La lista presentata il 16 aprile è “dinamica” e può essere ampliata o ristretta in qualunque momento, ha precisato la Commissione.
Ci sono state forti polemiche per l’inserimento nella lista della Tunisia, che le Nazioni Unite hanno di recente accusato di perseguitare gli oppositori.
La Commissione ha riconosciuto che politici, attivisti, giornalisti e avvocati sono stati arrestati nel paese, sottolineando però che “la repressione non ha raggiunto livelli tali da essere definita sistematica”.
“Si tratta di una flagrante violazione del diritto umano fondamentale d’asilo”, ha dichiarato all’Afp Romdhane Ben Amor, del Forum tunisino per i diritti economici e sociali (Ftdes).
Per entrare in vigore, la proposta della Commissione dovrà essere approvata dal parlamento europeo e dagli stati membri.

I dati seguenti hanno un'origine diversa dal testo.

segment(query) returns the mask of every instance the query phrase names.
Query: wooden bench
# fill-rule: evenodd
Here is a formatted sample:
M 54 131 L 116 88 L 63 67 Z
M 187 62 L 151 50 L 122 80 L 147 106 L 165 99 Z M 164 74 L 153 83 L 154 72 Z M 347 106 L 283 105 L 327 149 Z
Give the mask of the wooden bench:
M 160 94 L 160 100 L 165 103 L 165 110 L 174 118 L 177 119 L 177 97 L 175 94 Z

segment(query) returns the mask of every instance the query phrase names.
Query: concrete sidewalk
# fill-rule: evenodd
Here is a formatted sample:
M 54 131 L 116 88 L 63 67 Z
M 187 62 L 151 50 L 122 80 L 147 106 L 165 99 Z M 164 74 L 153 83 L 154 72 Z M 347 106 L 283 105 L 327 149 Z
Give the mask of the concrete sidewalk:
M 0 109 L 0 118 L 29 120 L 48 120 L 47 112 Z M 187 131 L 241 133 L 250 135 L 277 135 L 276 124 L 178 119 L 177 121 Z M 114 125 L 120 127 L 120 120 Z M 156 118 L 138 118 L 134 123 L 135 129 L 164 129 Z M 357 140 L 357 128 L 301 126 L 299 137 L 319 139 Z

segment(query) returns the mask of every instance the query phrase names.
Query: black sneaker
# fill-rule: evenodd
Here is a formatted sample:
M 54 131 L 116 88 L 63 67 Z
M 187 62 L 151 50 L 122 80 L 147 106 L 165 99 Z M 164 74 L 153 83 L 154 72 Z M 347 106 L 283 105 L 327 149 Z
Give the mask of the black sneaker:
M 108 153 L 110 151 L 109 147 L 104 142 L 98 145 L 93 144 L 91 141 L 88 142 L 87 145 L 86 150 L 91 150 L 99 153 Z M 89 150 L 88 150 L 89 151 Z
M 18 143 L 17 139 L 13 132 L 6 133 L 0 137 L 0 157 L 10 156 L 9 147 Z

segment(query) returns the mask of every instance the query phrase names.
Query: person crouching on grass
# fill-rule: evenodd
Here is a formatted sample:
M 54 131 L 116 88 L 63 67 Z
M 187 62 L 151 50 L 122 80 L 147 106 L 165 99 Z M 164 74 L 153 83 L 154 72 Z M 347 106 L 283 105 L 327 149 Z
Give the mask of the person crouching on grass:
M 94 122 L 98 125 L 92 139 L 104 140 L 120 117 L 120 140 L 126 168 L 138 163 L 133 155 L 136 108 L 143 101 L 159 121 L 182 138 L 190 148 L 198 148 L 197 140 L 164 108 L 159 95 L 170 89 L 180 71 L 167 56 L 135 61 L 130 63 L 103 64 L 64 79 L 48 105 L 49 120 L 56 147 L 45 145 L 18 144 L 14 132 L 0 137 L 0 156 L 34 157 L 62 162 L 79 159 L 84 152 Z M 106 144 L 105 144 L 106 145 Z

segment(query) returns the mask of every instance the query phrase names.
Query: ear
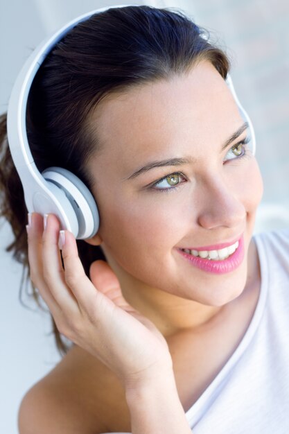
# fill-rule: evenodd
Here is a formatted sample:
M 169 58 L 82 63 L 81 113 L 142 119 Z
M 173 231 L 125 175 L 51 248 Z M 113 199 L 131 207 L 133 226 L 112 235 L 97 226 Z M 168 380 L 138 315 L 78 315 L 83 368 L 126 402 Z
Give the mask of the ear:
M 103 238 L 97 232 L 92 238 L 87 238 L 83 241 L 91 245 L 100 245 L 103 242 Z

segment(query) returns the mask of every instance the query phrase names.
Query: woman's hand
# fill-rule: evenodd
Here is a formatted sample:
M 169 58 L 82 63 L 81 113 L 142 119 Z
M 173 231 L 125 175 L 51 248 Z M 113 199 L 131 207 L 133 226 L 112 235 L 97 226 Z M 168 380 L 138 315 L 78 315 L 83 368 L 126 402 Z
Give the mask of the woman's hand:
M 172 371 L 166 340 L 123 298 L 119 282 L 103 261 L 86 276 L 71 232 L 65 231 L 62 266 L 60 223 L 33 213 L 28 227 L 30 279 L 46 303 L 58 330 L 114 372 L 125 389 Z

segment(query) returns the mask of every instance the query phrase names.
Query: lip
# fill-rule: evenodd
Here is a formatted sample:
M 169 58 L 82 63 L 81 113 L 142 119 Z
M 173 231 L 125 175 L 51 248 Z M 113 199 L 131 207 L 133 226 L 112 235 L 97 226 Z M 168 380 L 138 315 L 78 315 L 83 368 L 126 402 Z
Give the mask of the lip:
M 189 250 L 198 250 L 199 252 L 202 252 L 203 250 L 220 250 L 221 249 L 225 249 L 225 247 L 229 247 L 232 244 L 235 244 L 235 243 L 238 241 L 242 236 L 243 234 L 239 235 L 232 241 L 228 241 L 227 243 L 220 243 L 220 244 L 213 244 L 211 245 L 206 245 L 205 247 L 186 247 L 181 248 L 188 249 Z
M 194 257 L 193 254 L 185 253 L 185 252 L 183 252 L 181 249 L 177 249 L 177 251 L 181 256 L 184 259 L 187 260 L 193 266 L 207 272 L 223 275 L 231 272 L 238 268 L 244 259 L 245 250 L 243 235 L 241 236 L 239 240 L 236 241 L 239 241 L 238 248 L 231 256 L 227 258 L 227 259 L 221 261 L 213 261 L 212 259 L 200 258 L 200 257 Z M 228 243 L 227 244 L 228 245 Z

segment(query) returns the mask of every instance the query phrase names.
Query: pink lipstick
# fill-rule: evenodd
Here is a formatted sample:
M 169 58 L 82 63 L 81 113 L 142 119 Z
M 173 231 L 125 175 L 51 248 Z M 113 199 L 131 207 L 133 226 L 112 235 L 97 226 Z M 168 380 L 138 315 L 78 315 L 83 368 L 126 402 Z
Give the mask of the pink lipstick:
M 239 242 L 239 245 L 235 252 L 228 258 L 227 258 L 227 259 L 223 259 L 221 261 L 213 261 L 211 259 L 200 258 L 200 257 L 195 257 L 193 254 L 186 253 L 182 249 L 177 249 L 177 251 L 185 259 L 189 261 L 189 262 L 193 266 L 197 267 L 198 268 L 200 268 L 204 271 L 207 271 L 207 272 L 222 275 L 234 271 L 234 270 L 238 268 L 238 267 L 240 266 L 240 265 L 243 262 L 245 254 L 243 235 L 242 235 L 242 236 L 238 240 L 236 240 L 236 241 L 238 241 Z M 226 243 L 225 244 L 219 244 L 218 245 L 222 246 L 222 248 L 218 247 L 218 249 L 220 249 L 224 248 L 225 247 L 229 245 L 229 244 Z M 207 247 L 207 249 L 208 250 L 214 250 L 214 246 L 211 246 L 211 248 L 209 248 L 209 247 Z M 201 251 L 205 250 L 206 249 L 204 248 L 200 248 L 195 250 Z

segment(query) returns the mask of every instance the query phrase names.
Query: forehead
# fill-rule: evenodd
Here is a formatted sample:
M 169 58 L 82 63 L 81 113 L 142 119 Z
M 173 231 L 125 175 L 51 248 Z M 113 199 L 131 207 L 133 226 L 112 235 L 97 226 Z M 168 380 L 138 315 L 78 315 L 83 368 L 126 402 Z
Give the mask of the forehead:
M 240 126 L 238 107 L 224 79 L 209 62 L 175 76 L 111 95 L 92 116 L 101 155 L 130 166 L 153 157 L 195 153 L 222 143 Z M 219 146 L 220 148 L 220 146 Z M 199 148 L 199 149 L 198 149 Z M 127 164 L 126 164 L 127 163 Z

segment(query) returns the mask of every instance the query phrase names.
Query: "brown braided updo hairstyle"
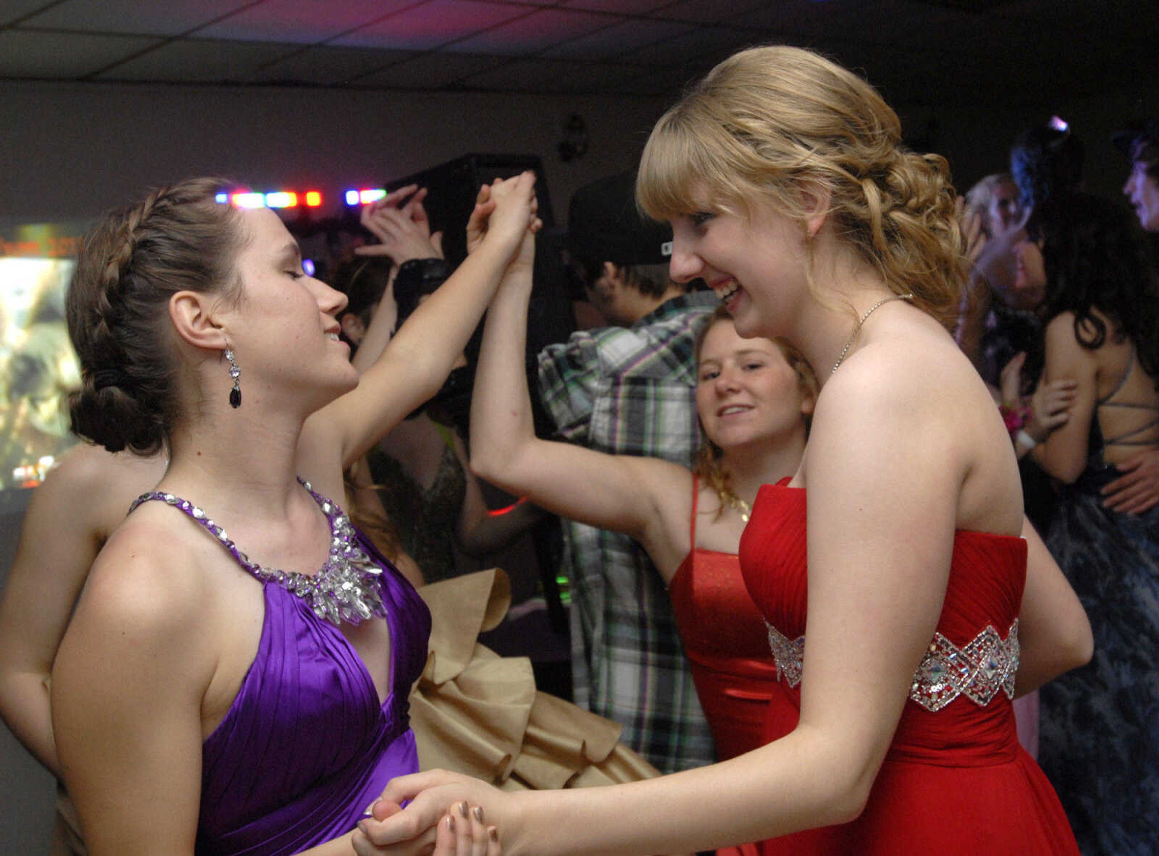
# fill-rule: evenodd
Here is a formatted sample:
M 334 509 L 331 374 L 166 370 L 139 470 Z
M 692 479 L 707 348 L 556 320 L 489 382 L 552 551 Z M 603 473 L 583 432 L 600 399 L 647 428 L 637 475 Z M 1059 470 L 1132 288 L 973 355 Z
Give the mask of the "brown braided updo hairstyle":
M 810 185 L 894 293 L 953 324 L 967 265 L 946 160 L 909 152 L 877 92 L 816 53 L 752 47 L 713 68 L 656 123 L 636 196 L 657 219 L 690 213 L 698 188 L 719 212 L 767 200 L 804 229 Z
M 158 188 L 104 214 L 85 236 L 68 288 L 68 335 L 82 385 L 72 426 L 110 452 L 158 452 L 180 417 L 168 301 L 178 291 L 240 297 L 234 271 L 245 232 L 214 202 L 228 182 Z

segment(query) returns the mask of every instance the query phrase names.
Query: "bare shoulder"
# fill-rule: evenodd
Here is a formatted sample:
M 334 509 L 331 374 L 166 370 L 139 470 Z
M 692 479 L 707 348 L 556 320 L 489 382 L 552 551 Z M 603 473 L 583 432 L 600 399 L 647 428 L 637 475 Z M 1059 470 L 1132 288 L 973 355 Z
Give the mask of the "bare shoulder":
M 82 625 L 119 628 L 154 643 L 191 632 L 207 590 L 205 548 L 217 546 L 201 543 L 207 539 L 194 537 L 173 512 L 146 504 L 112 533 L 78 603 Z
M 974 365 L 940 328 L 916 325 L 865 344 L 825 383 L 814 430 L 828 418 L 868 420 L 912 434 L 935 425 L 962 426 L 963 415 L 993 409 Z M 957 427 L 923 436 L 924 445 L 953 445 Z M 894 439 L 897 439 L 897 434 Z
M 103 541 L 124 520 L 130 503 L 161 481 L 165 467 L 163 455 L 140 458 L 80 444 L 61 456 L 38 490 L 61 518 L 79 521 Z

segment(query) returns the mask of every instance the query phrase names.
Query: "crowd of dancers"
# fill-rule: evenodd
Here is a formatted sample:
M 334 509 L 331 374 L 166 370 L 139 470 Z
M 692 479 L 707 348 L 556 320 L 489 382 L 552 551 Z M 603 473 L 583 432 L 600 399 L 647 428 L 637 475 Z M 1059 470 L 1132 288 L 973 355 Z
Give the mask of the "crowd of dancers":
M 1159 120 L 1116 142 L 1159 232 Z M 963 211 L 859 76 L 742 51 L 577 195 L 612 327 L 534 390 L 531 174 L 482 186 L 453 271 L 422 189 L 367 208 L 352 271 L 395 264 L 350 306 L 220 181 L 107 214 L 67 301 L 94 445 L 38 489 L 0 603 L 0 711 L 67 788 L 68 847 L 1152 853 L 1159 293 L 1080 173 L 1036 127 Z M 462 438 L 423 408 L 484 313 Z M 481 513 L 476 476 L 517 510 Z M 420 771 L 415 586 L 545 512 L 575 700 L 655 769 Z

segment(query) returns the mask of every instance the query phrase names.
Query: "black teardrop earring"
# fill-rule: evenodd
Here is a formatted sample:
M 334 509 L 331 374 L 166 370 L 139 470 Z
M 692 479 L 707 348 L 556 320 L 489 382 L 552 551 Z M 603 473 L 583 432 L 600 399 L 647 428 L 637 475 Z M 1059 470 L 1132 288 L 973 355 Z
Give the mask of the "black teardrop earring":
M 238 378 L 241 376 L 241 368 L 233 361 L 233 350 L 229 346 L 225 349 L 225 358 L 229 360 L 229 376 L 233 378 L 233 389 L 229 390 L 229 407 L 236 409 L 241 407 L 241 386 L 238 383 Z

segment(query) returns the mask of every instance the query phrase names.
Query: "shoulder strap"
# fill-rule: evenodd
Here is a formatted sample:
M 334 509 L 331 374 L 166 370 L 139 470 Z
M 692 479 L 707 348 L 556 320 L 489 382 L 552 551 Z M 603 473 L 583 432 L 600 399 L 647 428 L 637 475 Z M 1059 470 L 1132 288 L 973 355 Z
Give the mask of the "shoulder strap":
M 688 524 L 688 550 L 697 549 L 697 504 L 700 500 L 700 477 L 692 474 L 692 521 Z
M 1131 344 L 1131 356 L 1130 356 L 1130 359 L 1127 363 L 1127 371 L 1123 372 L 1123 376 L 1120 379 L 1120 381 L 1115 386 L 1115 388 L 1111 389 L 1103 397 L 1099 398 L 1099 401 L 1096 401 L 1095 404 L 1096 405 L 1113 404 L 1114 402 L 1111 402 L 1110 400 L 1114 398 L 1116 395 L 1118 395 L 1118 390 L 1120 389 L 1122 389 L 1124 386 L 1127 386 L 1127 380 L 1128 380 L 1128 378 L 1131 376 L 1131 372 L 1132 371 L 1135 371 L 1135 345 L 1134 344 Z

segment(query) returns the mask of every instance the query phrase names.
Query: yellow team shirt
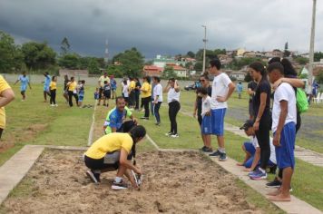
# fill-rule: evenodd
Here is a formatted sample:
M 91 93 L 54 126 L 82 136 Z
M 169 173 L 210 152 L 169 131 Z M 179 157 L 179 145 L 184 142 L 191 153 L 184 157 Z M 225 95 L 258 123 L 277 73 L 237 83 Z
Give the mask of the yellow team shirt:
M 132 148 L 133 141 L 129 133 L 113 132 L 97 140 L 87 150 L 85 155 L 92 159 L 103 159 L 106 153 L 124 149 L 130 153 Z
M 143 83 L 142 89 L 146 91 L 146 92 L 142 91 L 142 98 L 152 96 L 152 85 L 150 83 L 147 82 Z
M 6 81 L 4 79 L 4 77 L 2 75 L 0 75 L 0 94 L 7 90 L 10 89 L 10 85 L 8 84 L 8 83 L 6 83 Z M 5 107 L 1 107 L 0 108 L 0 128 L 1 129 L 5 129 Z
M 74 81 L 69 84 L 68 91 L 73 92 L 75 90 L 75 88 L 76 88 L 76 82 Z
M 57 89 L 57 83 L 56 83 L 56 82 L 51 82 L 51 84 L 49 85 L 49 88 L 51 89 L 51 90 L 54 90 L 54 89 Z
M 104 77 L 104 75 L 102 75 L 102 76 L 100 76 L 99 81 L 100 81 L 101 87 L 104 86 L 104 81 L 106 81 L 106 82 L 108 82 L 108 83 L 110 83 L 109 76 Z

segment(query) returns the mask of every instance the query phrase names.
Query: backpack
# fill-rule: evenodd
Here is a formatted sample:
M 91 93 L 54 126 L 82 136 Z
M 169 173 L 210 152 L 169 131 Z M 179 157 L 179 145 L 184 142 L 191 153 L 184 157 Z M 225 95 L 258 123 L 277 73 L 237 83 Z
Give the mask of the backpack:
M 306 112 L 308 109 L 308 97 L 300 88 L 298 88 L 296 92 L 296 105 L 299 113 Z

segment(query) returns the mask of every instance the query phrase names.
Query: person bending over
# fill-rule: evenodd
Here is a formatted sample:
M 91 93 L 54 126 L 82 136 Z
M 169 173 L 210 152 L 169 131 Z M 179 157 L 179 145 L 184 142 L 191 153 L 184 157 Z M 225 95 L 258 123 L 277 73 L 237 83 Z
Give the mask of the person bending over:
M 137 120 L 133 117 L 132 112 L 125 106 L 125 101 L 122 97 L 115 99 L 115 105 L 106 116 L 103 125 L 105 134 L 112 132 L 128 132 L 137 124 Z M 127 120 L 127 117 L 131 120 Z
M 103 172 L 117 170 L 112 185 L 113 190 L 127 189 L 123 175 L 138 188 L 131 170 L 142 174 L 140 168 L 131 162 L 135 158 L 136 144 L 146 135 L 143 126 L 135 126 L 128 133 L 112 133 L 97 140 L 84 153 L 85 166 L 90 169 L 86 174 L 95 182 L 101 182 Z

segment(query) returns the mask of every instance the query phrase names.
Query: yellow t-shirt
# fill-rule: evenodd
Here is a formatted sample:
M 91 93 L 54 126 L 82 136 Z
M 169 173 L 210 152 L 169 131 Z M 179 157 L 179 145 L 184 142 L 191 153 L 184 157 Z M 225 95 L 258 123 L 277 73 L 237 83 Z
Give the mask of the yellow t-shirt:
M 10 89 L 10 85 L 8 84 L 8 83 L 6 83 L 6 81 L 4 79 L 4 77 L 2 75 L 0 75 L 0 96 L 1 93 L 7 89 Z M 0 108 L 0 128 L 1 129 L 5 129 L 5 107 L 1 107 Z
M 71 82 L 70 82 L 71 83 Z M 68 86 L 68 91 L 70 92 L 73 92 L 76 88 L 76 82 L 73 82 L 70 83 L 70 85 Z
M 92 159 L 102 159 L 106 153 L 124 149 L 130 153 L 133 141 L 129 133 L 113 132 L 98 139 L 87 150 L 85 155 Z
M 104 86 L 104 81 L 106 81 L 106 82 L 108 82 L 108 83 L 110 83 L 110 78 L 109 78 L 109 76 L 104 77 L 104 75 L 102 75 L 102 76 L 99 78 L 99 81 L 100 81 L 100 85 L 101 85 L 101 87 L 103 87 L 103 86 Z
M 142 98 L 152 96 L 152 85 L 150 83 L 147 82 L 143 83 L 142 89 L 146 91 L 146 92 L 142 91 Z
M 56 82 L 51 82 L 51 84 L 49 85 L 49 88 L 51 89 L 51 90 L 54 90 L 54 89 L 57 89 L 57 86 L 56 86 Z

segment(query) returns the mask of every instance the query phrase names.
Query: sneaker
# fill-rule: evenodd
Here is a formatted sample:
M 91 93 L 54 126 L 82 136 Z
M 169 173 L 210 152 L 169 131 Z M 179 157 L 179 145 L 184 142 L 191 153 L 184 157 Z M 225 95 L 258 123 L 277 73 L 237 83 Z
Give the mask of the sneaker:
M 213 153 L 211 154 L 209 154 L 209 156 L 211 156 L 211 157 L 218 157 L 220 156 L 220 152 L 217 150 L 216 151 L 214 151 Z
M 275 180 L 272 180 L 271 182 L 266 183 L 266 187 L 268 188 L 279 188 L 280 186 L 281 186 L 281 182 L 277 178 L 275 178 Z
M 220 160 L 220 161 L 225 161 L 225 160 L 227 160 L 227 154 L 226 154 L 226 153 L 223 153 L 223 152 L 220 152 L 219 160 Z
M 94 173 L 92 170 L 86 171 L 86 175 L 93 181 L 94 183 L 101 182 L 100 173 Z
M 201 151 L 202 151 L 203 152 L 213 152 L 212 148 L 209 148 L 209 147 L 206 147 L 206 146 L 204 146 L 204 148 L 201 149 Z
M 113 186 L 111 188 L 114 190 L 125 190 L 128 188 L 127 184 L 123 181 L 121 181 L 119 183 L 113 181 Z
M 252 174 L 250 174 L 249 177 L 252 180 L 262 180 L 262 179 L 267 179 L 267 173 L 262 172 L 260 170 L 257 170 L 253 171 Z
M 171 135 L 172 135 L 172 132 L 165 133 L 165 136 L 167 136 L 167 137 L 169 137 L 169 136 L 171 136 Z
M 179 134 L 174 134 L 174 133 L 173 133 L 173 134 L 171 134 L 171 138 L 178 138 L 178 137 L 180 137 L 180 135 L 179 135 Z

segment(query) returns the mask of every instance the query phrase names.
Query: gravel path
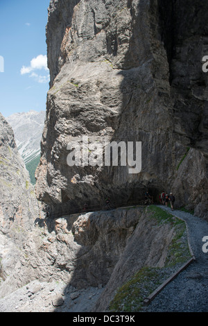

Roma ha definito la presentazione della lista “un grande successo del governo italiano”.
Sotto pressione per inasprire la sua politica migratoria, il mese scorso Bruxelles aveva già presentato delle misure per accelerare le espulsioni degli immigrati irregolari. In particolare, la Commissione aveva proposto di definire un quadro giuridico per la creazione di centri per i migranti al di fuori dei confini nazionali, i cosiddetti “hub di rimpatrio”.